Kinetic Molecular Theory of Gases

Importance of Kinetic Molecular Theory of Gases

  • Understanding gas behavior such as:

    • Pressure

    • Volume

    • Temperature

    • Relationships among these properties

  • Example: Inflating a balloon - adding gas molecules increases pressure, causing expansion.

Historical Background

  • Proposed by Swiss mathematician Daniel Bernoulli.

  • Extended by scientists Maxwell and Boltzmann.

Important Postulates of the Kinetic Molecular Theory of Gases

1. Composition of Gases

  • Gases consist of tiny particles called molecules.

  • Types of molecular structures:

    • Monoatomic (e.g., Neon)

    • Diatomic (e.g., Oxygen, Nitrogen)

    • Polyatomic (e.g., Methane (CH₄), Butane (C₄H₁₀))

2. Identical Molecules

  • Molecules of the same gas are identical in every aspect:

    • Same mass

    • Same shape

    • Same size

  • Example: Hydrogen gas molecules are uniform in size, shape, and mass.

3. Volume of Gas vs. Volume of Container

  • Volume occupied by gas molecules is negligible compared to the volume of the container.

  • Example: Hydrogen gas occupies a minuscule volume, with significant empty space between molecules.

4. Intermolecular Forces

  • Negligible intermolecular forces among gas molecules in ideal conditions.

  • Example: In a gas container, molecules are assumed far apart without attractive or repulsive forces; this does not hold for real gases.

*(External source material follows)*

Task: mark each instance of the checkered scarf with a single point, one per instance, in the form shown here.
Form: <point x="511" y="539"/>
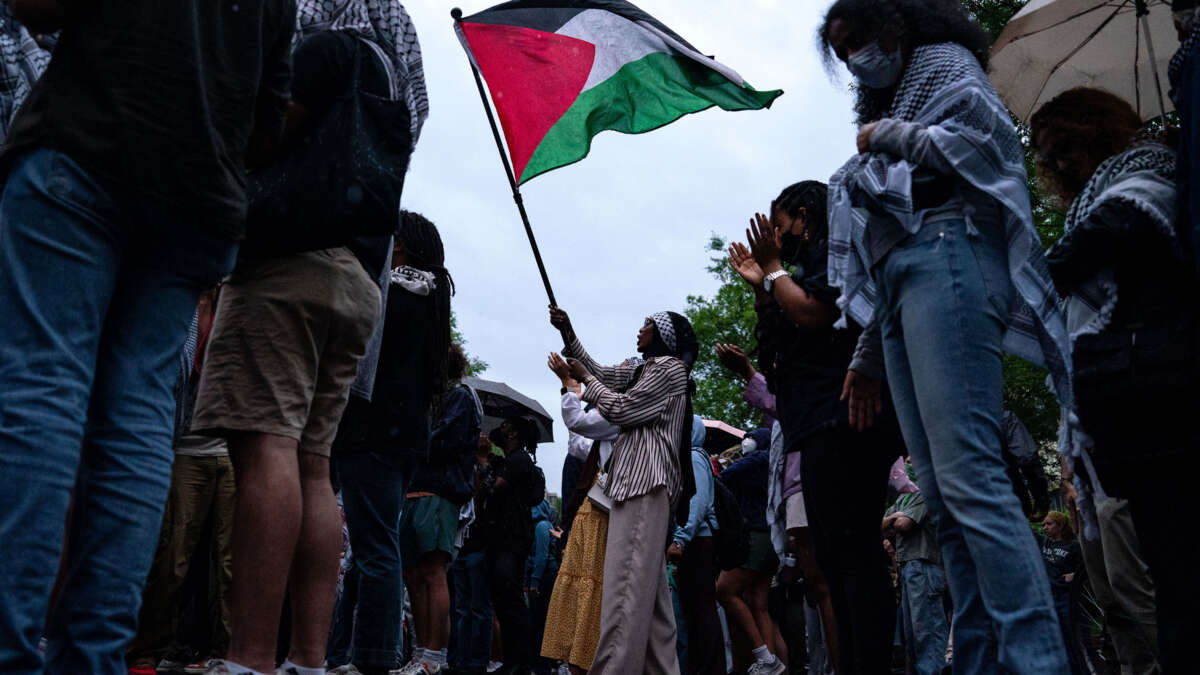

5. Random Motion of Molecules

  • Gas molecules move randomly in straight lines until they collide with each other or the container walls.

  • Example: A molecule bounces off the container wall, changing direction upon collision.

6. Type of Collisions

  • Gas molecules undergo elastic collisions—no kinetic energy is lost or gained during collisions.

  • Example: A molecule colliding with a wall retains its kinetic energy post-collision.

7. Kinetic Energy and Temperature

  • Average kinetic energy of gas molecules is dependent solely on absolute temperature, independent of gas type.

  • Example: 1 mole of hydrogen and 1 mole of oxygen at 300 Kelvin have the same average kinetic energy.

8. Gas Pressure

  • Gas molecules exert pressure when colliding with the walls of their container.

  • Example: Molecules colliding with wall generate force per unit area, defining pressure.

9. Effect of Gravity

  • The effect of gravity on gas molecules is often neglected due to their small size and mass.

  • Example: Gas molecules within a closed container do not experience significant gravitational force.

Kinetic Gas Equation

  • Based on postulates:

    • Equation: PV = (1/3) m n u²

      • P: Pressure of gas

      • V: Volume of gas

      • m: Mass of gas

      • n: Number of molecules

      • u: Root mean square velocity of molecules

Real vs. Ideal Gases

  • Kinetic Molecular Theory fully applies to ideal gases.

  • Real gases have intermolecular forces, deviating from the theory's assumptions.